Après la promulgation de la loi Smoot-Hawley, des tensions géopolitiques s’ensuivirent, notamment entre les États-Unis et les pays européens. Logiquement, les échanges internationaux diminuèrent fortement et le bien-être des populations concernées également par la même occasion : dans un article académique rédigé en octobre 2022 (« The Smoot-Hawley Trade War »), Kris James Mitchener, Kevin Hjortshøj O’Rourke et Kirsten Wandschneider estimèrent cette chute du bien-être à une fourchette estimée entre 8 et 16 %. L’historien, Patrice Baubeau, avait également déclaré : « La hausse des droits de douane après 1929 a précipité la crise mondiale ». Dès le début des années 1930, les grandes puissances économiques (Royaume-Uni, États-Unis, puis France) dévaluèrent toutes leurs devises, signe de temps sombres. Les autres États ont aussi une part de responsabilité non négligeable en copiant la politique commerciale des États-Unis. Ils ont ainsi aggravé leur propre sort et ce, alors que les importations états-uniennes étaient, jusqu’ici, bénéfiques pour les consommateurs de ces pays. Cet ensemble d’événements rendit la Seconde Guerre mondiale encore plus inévitable.

Taxer ses partenaires
de libre-échange : drôle d’idée

Aujourd’hui, les tensions géopolitiques sont revenues à un niveau extrêmement élevé : guerre en Ukraine, appétit des États-Unis pour certains territoires étrangers, tensions exacerbées au Moyen-Orient... Et, pour ne rien arranger, Donald Trump a entendu matérialiser les politiques protectionnistes qu’il affectionnait déjà au cours de son premier mandat.

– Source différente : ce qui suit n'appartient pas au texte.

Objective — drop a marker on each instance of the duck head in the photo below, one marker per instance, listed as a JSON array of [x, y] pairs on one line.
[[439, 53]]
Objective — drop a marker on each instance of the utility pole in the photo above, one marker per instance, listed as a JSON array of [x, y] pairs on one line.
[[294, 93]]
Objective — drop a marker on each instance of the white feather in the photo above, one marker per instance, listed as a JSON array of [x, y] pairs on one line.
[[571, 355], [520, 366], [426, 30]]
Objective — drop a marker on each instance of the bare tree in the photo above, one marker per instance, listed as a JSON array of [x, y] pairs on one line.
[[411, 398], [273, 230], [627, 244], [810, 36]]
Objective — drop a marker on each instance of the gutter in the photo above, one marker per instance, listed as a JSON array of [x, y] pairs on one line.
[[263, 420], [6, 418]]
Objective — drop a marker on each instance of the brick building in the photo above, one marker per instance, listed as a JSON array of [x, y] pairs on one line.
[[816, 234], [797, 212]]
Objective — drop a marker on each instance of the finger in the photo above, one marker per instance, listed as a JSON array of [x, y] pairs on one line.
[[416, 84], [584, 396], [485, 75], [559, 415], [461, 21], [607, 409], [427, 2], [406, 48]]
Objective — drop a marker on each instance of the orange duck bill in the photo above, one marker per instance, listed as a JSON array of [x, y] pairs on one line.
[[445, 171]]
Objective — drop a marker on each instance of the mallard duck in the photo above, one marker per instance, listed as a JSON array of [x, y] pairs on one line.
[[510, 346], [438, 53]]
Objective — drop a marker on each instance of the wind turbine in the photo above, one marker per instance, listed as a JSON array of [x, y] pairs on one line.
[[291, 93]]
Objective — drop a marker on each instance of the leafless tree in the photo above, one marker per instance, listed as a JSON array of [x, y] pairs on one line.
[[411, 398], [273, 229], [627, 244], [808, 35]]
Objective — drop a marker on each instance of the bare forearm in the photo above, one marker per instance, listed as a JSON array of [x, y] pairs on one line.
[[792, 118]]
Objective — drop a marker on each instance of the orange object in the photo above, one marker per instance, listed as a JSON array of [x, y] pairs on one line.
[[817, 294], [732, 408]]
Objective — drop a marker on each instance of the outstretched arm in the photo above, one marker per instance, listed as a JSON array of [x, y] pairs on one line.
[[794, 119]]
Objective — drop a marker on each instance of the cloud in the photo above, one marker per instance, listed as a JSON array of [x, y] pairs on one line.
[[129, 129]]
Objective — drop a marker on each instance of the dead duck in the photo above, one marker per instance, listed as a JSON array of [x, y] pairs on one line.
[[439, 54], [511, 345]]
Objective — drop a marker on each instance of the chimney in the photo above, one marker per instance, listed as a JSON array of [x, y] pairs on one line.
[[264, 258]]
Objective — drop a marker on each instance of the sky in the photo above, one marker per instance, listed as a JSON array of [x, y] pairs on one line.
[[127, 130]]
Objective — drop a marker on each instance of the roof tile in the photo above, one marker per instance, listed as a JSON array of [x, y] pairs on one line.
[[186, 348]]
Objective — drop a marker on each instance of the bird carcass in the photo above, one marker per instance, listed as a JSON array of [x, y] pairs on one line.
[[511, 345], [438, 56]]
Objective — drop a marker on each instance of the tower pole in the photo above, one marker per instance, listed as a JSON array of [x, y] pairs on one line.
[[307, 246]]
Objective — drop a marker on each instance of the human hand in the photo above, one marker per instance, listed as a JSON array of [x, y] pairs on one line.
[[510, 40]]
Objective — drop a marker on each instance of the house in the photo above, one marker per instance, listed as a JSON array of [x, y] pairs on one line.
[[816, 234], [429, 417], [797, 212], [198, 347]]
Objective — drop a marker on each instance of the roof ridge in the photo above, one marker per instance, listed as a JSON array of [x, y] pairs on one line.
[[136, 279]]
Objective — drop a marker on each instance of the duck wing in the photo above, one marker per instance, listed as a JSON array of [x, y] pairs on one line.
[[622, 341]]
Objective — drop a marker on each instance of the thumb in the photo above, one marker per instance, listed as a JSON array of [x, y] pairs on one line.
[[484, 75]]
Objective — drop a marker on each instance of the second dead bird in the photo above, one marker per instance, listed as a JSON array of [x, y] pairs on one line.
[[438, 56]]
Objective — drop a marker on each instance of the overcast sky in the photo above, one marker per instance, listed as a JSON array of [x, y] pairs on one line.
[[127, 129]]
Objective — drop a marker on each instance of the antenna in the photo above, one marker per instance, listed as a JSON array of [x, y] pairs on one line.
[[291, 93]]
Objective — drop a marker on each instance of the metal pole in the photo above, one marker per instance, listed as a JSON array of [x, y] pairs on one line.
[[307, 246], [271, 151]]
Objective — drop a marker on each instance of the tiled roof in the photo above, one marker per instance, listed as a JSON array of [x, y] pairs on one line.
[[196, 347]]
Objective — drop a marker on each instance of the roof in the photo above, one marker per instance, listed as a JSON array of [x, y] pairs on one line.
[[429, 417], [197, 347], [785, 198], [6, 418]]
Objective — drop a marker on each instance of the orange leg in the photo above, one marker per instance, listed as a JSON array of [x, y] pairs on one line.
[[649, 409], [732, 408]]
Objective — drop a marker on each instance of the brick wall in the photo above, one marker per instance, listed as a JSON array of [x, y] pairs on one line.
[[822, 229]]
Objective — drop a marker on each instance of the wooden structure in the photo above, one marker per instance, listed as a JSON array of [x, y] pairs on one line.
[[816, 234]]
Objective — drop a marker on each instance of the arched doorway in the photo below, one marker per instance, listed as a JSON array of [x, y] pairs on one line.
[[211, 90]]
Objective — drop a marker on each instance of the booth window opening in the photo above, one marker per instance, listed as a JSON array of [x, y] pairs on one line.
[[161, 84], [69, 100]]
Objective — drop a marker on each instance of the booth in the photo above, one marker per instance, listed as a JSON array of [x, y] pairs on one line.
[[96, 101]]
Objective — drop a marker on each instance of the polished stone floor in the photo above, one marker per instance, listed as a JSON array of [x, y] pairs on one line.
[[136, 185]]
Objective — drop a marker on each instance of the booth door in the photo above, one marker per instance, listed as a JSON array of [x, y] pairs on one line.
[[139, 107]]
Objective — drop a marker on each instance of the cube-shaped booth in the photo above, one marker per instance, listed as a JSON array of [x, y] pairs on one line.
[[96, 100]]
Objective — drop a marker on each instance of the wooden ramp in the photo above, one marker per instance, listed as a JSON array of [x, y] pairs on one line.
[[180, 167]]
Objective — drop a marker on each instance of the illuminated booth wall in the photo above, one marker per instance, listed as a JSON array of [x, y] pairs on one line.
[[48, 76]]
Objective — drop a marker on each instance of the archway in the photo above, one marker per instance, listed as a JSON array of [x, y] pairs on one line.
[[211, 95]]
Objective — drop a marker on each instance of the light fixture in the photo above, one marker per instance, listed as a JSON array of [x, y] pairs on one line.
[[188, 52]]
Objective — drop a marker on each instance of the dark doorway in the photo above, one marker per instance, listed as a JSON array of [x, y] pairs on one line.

Les annonces en ce sens ont déjà été nombreuses au cours des premiers mois de son mandat. Nous n’en citerons que quelques-unes : les marchés boursiers ont ainsi chuté lorsque le président Trump a annoncé de nouvelles taxes à l’importation à l’encontre du Canada, du Mexique et de la Chine, au début du mois de février 2025. Elles paraissaient d’autant plus incongrues que les États-Unis font partie d’une zone de libre-échange avec les deux premiers pays cités. Deux mois plus tard, les cours de bourse ont, de nouveau, chuté à la suite d’une nouvelle annonce du président, inhérente à des droits de douane. Mais cette débâcle a été en partie gommée, lorsque des discussions entre le Japon et les États-Unis ont été médiatisées et ce, dès le lendemain, preuve que les marchés ont établi un choix binaire entre libre-échange et protectionnisme.

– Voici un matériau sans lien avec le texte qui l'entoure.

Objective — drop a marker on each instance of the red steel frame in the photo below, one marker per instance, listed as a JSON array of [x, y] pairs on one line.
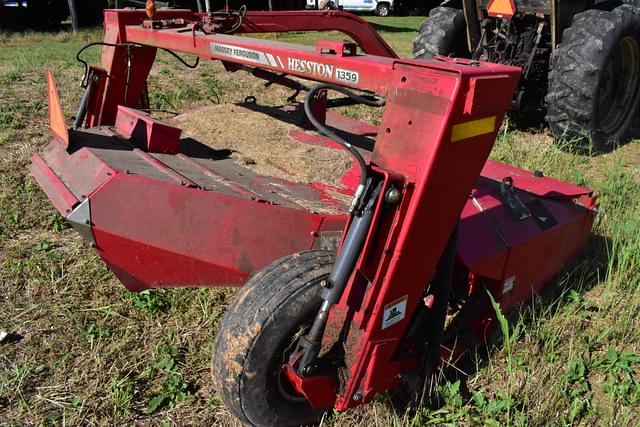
[[436, 133]]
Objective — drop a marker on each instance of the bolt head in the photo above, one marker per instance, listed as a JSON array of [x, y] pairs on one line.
[[393, 196]]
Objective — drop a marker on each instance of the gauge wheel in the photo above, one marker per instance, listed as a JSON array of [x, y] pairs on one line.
[[383, 9], [594, 84], [258, 334]]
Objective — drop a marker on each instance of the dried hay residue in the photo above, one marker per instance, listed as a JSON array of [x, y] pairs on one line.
[[262, 144]]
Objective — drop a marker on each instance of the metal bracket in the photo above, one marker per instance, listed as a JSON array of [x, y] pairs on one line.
[[511, 200], [80, 220]]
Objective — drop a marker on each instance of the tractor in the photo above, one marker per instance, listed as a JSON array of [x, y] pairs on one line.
[[350, 287], [580, 60]]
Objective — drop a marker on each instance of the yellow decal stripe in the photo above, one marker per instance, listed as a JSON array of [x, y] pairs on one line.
[[473, 128]]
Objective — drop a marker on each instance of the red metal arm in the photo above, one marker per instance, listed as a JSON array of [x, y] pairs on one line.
[[361, 31]]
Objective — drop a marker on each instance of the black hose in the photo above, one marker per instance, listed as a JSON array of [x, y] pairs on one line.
[[129, 45], [329, 133]]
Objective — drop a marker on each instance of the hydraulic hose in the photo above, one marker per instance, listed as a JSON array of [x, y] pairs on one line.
[[329, 133]]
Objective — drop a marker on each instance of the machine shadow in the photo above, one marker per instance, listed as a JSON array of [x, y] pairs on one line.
[[294, 114]]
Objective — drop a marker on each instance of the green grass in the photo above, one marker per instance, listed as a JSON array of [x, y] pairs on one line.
[[92, 353]]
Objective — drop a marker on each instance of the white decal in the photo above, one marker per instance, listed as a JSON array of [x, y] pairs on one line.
[[347, 76], [394, 312], [508, 284], [311, 67], [241, 53]]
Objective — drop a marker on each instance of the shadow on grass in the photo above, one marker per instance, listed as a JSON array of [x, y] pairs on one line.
[[590, 269]]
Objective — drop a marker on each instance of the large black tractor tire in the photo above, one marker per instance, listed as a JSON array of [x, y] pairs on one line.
[[594, 84], [442, 33], [258, 333], [90, 12], [383, 9]]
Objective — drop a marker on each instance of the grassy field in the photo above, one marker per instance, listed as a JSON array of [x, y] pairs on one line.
[[86, 352]]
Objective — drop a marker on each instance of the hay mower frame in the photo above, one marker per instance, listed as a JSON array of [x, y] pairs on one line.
[[433, 223]]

Pour autant, les prévisions d’EY, quant à la croissance états-unienne, sont également très inquiétantes puisque ces mesures protectionnistes pourraient effacer deux points de produit intérieur brut, avec toutes les conséquences qui s’ensuivent en matière d’emploi, notamment. Plus globalement, toute la croissance mondiale risque de pâtir de la « guerre commerciale » initiée par le président des États-Unis, y compris des pays émergents dont les liens économiques avec la première puissance mondiale étaient forts. Entre-temps, la bourse avait retrouvé un peu de « tonus », mais ce répit risque de n’être que de courte durée au vu des annonces frénétiques et inattendues du président Trump.

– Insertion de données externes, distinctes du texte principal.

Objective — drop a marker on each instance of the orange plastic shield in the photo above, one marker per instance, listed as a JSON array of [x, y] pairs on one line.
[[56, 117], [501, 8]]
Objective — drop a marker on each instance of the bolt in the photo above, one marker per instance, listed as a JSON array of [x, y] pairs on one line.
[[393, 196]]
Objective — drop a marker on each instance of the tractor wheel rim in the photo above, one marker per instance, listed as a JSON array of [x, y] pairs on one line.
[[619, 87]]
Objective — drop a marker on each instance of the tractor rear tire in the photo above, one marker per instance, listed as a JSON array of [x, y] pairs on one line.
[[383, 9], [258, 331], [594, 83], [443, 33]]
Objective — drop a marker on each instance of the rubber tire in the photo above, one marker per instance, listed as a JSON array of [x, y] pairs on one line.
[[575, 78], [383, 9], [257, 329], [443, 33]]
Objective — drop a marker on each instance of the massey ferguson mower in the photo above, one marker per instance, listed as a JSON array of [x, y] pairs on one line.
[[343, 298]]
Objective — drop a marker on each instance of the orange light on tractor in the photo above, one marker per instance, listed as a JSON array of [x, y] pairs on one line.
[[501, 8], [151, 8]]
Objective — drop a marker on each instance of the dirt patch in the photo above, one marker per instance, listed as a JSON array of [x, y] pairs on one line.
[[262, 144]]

Force est de constater que, près de cent ans plus tard, l’histoire se répète de la même manière : les marchés financiers sont toujours aussi désillusionnés face aux mesures protectionnistes et accueillent favorablement les actions libres-échangistes. Les lois de l’économie sont ainsi universelles. Hélas et malgré les données accrues dont les gouvernements disposent, un krach économique à intervenir n’est plus aussi illusoire et les secousses intervenues au cours du premier semestre ne sont pas rassurantes. Une seule solution : la renonciation, par les États-Unis, à la guerre commerciale et la nécessité, pour les autres grandes puissances mondiales, de ne plus verser dans une surenchère qui les dessert tout autant.